Nkrumah's complete domination of political power had served to isolate lesser leaders, leaving each a real or imagined challenger to the ruler. After opposition parties were crushed, opponents came only from within the CPP hierarchy. Among its members was Tawia Adamafio, an Accra politician. Nkrumah had made him general secretary of the CPP for a brief time. Later, Adamafio was appointed minister of state for presidential affairs, the most important post in the president's staff at Flagstaff House, which gradually became the center for all decision making and much of the real administrative machinery for both the CPP and the government. The other leader with an apparently autonomous base was John Tettegah, leader of the Trade Union Congress. Neither, however, proved to have any power other than that granted to them by the president.

By 1961, however, the young and more radical members of the CPP leadership, led by Adamafio, had gained ascendancy over the original CPP leaders like Gbedemah. After a bomb attempt on Nkrumah's life in August 1962, Adamafio, Ako Adjei (then minister of foreign affairs), and Cofie Crabbe (all members of the CPP) were jailed under the Preventive Detention Act. The first Inspector-General of Police, E.R.T Madjitey, from Asite in Manya-Krobo was also relieved of his post.
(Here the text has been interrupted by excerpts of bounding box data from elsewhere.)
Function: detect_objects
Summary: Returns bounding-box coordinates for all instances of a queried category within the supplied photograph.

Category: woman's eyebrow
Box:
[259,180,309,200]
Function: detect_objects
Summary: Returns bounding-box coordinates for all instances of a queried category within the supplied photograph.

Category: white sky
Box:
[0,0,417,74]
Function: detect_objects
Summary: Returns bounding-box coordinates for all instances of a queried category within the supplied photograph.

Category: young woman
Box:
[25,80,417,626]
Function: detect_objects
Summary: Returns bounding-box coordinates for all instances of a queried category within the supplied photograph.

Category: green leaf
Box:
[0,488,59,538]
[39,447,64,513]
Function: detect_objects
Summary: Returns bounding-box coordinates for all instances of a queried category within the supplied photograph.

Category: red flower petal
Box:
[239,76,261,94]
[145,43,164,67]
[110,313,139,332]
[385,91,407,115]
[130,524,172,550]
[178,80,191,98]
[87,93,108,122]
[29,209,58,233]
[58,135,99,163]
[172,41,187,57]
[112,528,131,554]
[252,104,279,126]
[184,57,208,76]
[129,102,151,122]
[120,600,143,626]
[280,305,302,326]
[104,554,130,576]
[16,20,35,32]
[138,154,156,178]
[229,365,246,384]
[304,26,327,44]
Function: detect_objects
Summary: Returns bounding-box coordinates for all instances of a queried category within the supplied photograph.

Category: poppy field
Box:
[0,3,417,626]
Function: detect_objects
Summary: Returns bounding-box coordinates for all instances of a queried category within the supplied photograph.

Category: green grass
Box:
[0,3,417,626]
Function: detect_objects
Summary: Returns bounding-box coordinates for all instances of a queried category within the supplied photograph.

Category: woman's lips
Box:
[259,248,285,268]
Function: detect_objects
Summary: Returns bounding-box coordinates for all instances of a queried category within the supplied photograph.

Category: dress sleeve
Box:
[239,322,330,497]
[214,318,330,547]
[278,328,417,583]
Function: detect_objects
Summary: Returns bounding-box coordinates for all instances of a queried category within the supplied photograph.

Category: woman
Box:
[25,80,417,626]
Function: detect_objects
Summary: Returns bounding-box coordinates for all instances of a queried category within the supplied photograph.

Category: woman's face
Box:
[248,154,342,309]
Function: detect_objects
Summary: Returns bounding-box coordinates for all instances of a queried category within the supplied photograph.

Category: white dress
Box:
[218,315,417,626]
The CPP newspapers charged them with complicity in the assassination attempt, offering as evidence only the fact that they had all chosen to ride in cars far behind the president's when the bomb was thrown.

For more than a year, the trial of the alleged plotters of the 1962 assassination attempt occupied center stage. The accused were brought to trial before the three-judge court for state security, headed by the chief justice, Sir Arku Korsah. When the court acquitted the accused, Nkrumah used his constitutional prerogative to dismiss Korsah. Nkrumah then obtained a vote from the parliament that allowed retrial of Adamafio and his associates. A new court, with a jury chosen by Nkrumah, found all the accused guilty and sentenced them to death. These sentences, however, were commuted to twenty years' imprisonment.